El predicador estaba de pie junto al fuego de la cocina y nos escrutó a todos, con una sonrisa de loco en la cara. Visto tan de cerca, el predicador parecía mucho menos un hombre de Dios que en el gran prado. Llenaba la estancia con su presencia, hacía que el aire pareciera enrarecido, como en la cima de una montaña. Empezó por darnos las gracias por habernos quedado con él. Porque había reservado el secreto más importante para compartirlo en aquel momento con nosotros, los que habíamos demostrado que estábamos buscando la verdad. Y aquella verdad era que la Iglesia -fuera cual fuese tu fe, que en aquel territorio era principalmente la congregacionista- era el mayor problema de todos, la institución más elitista, y solo servía para reforzar el statu quo. Esta última declaración arrancó una mueca de desprecio y conformidad a Nevin, que se enorgullecía de ir a la misa católica con nuestra madre y no rozarse los domingos con los padres del pueblo y las familias más privilegiadas en la sala de cultos.

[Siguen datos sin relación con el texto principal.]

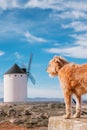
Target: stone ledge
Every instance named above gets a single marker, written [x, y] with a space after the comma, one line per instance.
[58, 123]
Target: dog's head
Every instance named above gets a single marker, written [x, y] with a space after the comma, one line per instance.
[55, 65]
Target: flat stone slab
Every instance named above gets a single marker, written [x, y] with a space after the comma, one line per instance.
[58, 123]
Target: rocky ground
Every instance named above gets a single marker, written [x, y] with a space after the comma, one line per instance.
[29, 116]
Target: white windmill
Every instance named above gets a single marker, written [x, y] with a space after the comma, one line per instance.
[15, 83]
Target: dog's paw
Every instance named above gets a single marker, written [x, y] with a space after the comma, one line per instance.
[76, 115]
[67, 116]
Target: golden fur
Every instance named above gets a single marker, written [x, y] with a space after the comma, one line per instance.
[73, 80]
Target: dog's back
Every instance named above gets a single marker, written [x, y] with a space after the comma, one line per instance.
[74, 77]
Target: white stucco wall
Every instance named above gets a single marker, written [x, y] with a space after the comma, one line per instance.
[15, 87]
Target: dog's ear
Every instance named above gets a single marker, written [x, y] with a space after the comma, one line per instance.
[63, 60]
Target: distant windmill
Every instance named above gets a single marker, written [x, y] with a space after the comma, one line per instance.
[15, 83]
[28, 70]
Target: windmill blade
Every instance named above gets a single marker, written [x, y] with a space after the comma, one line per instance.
[31, 78]
[29, 64]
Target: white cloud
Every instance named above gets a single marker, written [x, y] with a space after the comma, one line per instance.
[77, 26]
[5, 4]
[2, 53]
[76, 5]
[45, 4]
[31, 38]
[75, 14]
[75, 51]
[18, 56]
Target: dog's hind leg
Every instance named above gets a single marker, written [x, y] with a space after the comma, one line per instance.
[78, 107]
[67, 97]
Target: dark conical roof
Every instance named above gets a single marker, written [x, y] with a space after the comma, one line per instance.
[15, 69]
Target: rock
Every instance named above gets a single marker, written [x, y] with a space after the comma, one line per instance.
[27, 112]
[2, 113]
[58, 123]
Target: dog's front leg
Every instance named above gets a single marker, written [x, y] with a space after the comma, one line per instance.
[67, 96]
[78, 107]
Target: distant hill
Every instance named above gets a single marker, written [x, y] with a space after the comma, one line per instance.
[40, 99]
[46, 99]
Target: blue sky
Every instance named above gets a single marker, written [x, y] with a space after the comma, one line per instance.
[45, 28]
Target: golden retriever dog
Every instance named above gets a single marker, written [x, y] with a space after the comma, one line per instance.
[73, 80]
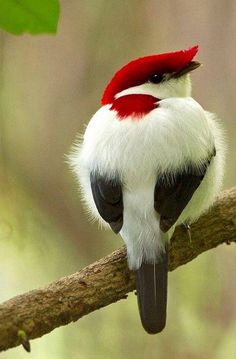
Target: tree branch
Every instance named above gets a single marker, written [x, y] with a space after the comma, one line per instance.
[108, 280]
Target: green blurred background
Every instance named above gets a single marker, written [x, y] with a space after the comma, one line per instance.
[50, 86]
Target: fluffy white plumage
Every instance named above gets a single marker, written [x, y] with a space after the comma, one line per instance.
[177, 132]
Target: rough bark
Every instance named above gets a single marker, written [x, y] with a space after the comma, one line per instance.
[108, 280]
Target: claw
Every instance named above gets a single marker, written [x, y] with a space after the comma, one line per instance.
[188, 229]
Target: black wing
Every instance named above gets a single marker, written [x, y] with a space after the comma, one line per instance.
[107, 195]
[172, 195]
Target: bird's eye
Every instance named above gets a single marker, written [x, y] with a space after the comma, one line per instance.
[156, 78]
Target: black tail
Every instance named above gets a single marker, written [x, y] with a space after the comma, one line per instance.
[151, 282]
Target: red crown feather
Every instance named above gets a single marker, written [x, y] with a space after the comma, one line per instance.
[138, 71]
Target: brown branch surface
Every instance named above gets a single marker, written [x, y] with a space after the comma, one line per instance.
[106, 281]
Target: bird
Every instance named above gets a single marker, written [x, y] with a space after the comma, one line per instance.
[151, 158]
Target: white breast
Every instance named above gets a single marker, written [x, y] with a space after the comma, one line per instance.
[138, 151]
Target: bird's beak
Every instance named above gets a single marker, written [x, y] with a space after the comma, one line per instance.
[190, 67]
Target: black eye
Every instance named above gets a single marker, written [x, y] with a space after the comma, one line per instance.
[155, 78]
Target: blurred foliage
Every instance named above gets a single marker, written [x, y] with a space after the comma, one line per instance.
[35, 17]
[49, 88]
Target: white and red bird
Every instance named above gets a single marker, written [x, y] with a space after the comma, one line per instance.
[151, 158]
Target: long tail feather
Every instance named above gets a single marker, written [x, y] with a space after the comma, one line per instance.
[151, 281]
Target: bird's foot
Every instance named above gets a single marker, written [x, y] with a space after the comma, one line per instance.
[188, 229]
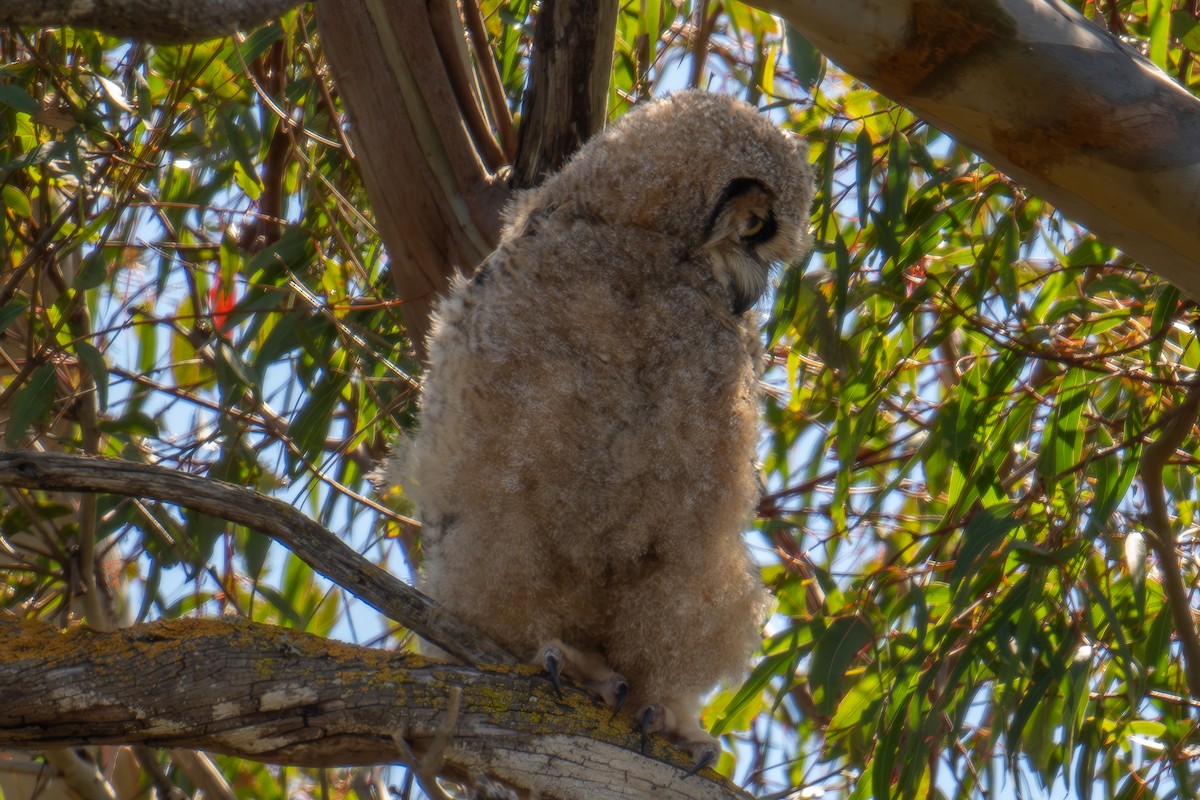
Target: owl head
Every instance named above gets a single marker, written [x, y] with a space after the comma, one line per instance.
[707, 170]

Lo que teníamos que hacer era renunciar a los preceptos de la Iglesia -el predicador dijo esto con aquel brillo llameante de nuevo en los ojos, un brillo que parecía menos pacífico visto de cerca- y adoptar otros nuevos, más adecuados a las necesidades del hombre corriente. Y la primera y más importante de aquellas anticuadas convenciones, dijo, era la institución del matrimonio.
En la abarrotada cocina donde se apretaban treinta cuerpos se hizo el silencio más absoluto.
Ante nosotros, el predicador se movía por su pequeño círculo como un lobo. No era al cariño natural entre hombres y mujeres a lo que ponía objeciones, le aseguró el predicador al grupo. No, era a las restricciones legales del matrimonio, al sometimiento, a lo que él se oponía. Iba contra la naturaleza humana, protestó, ganando confianza al ver que nadie había intentado callarle. Estamos hechos para expresar nuestros sentimientos con aquellos con los que tenemos afinidad natural. Como hijos de Dios, deberíamos practicar el «desposorio espiritual», insistió: elegir compañeros con los que sintiéramos un lazo espiritual.
¿Compañeros?, preguntó una joven, alzando la mano. ¿Más de un marido? ¿O de una mujer?
Los ojos del predicador titilaron. Sí, habíamos oído bien: compañeros, porque un hombre debería tener tantas esposas como mujeres por las que se sintiera espiritualmente atraído, lo mismo que una mujer. Él mismo tenía dos esposas, dijo, y había encontrado esposas espirituales en todos los pueblos que había visitado.
Unas risitas furtivas se extendieron por el grupo, y la habitación se cargó de lujuria reprimida.
El predicador metió los pulgares bajo las solapas de su levita. No esperaba que la gente ilustrada de Saint Andrew aceptara el desposorio espiritual de buenas a primeras, solo porque él lo recomendara. No, suponía que tendríamos que pensar en la idea, reflexionar hasta qué punto dejábamos que la ley determinara nuestras vidas. Sabríamos en nuestros corazones si él nos decía la verdad.
Entonces dio una palmada y borró la expresión seria de su cara, y todo su porte cambió cuando sonrió. ¡Ya estaba bien de tanta charla! Habíamos pasado toda la tarde escuchándole y ya era hora de un poco de diversión. «¡Cantemos algunos himnos, himnos animados, y pongámonos en pie y bailemos!» Aquello era un cambio revolucionario respecto a nuestro habitual oficio en la iglesia. ¿Cánticos animados? ¿Bailar? La idea era herética. Tras un momento de vacilación, varias personas se pusieron en pie, comenzaron a dar palmadas y al poco rato habían empezado a cantar una tonada que más parecía una canción de marineros que un himno.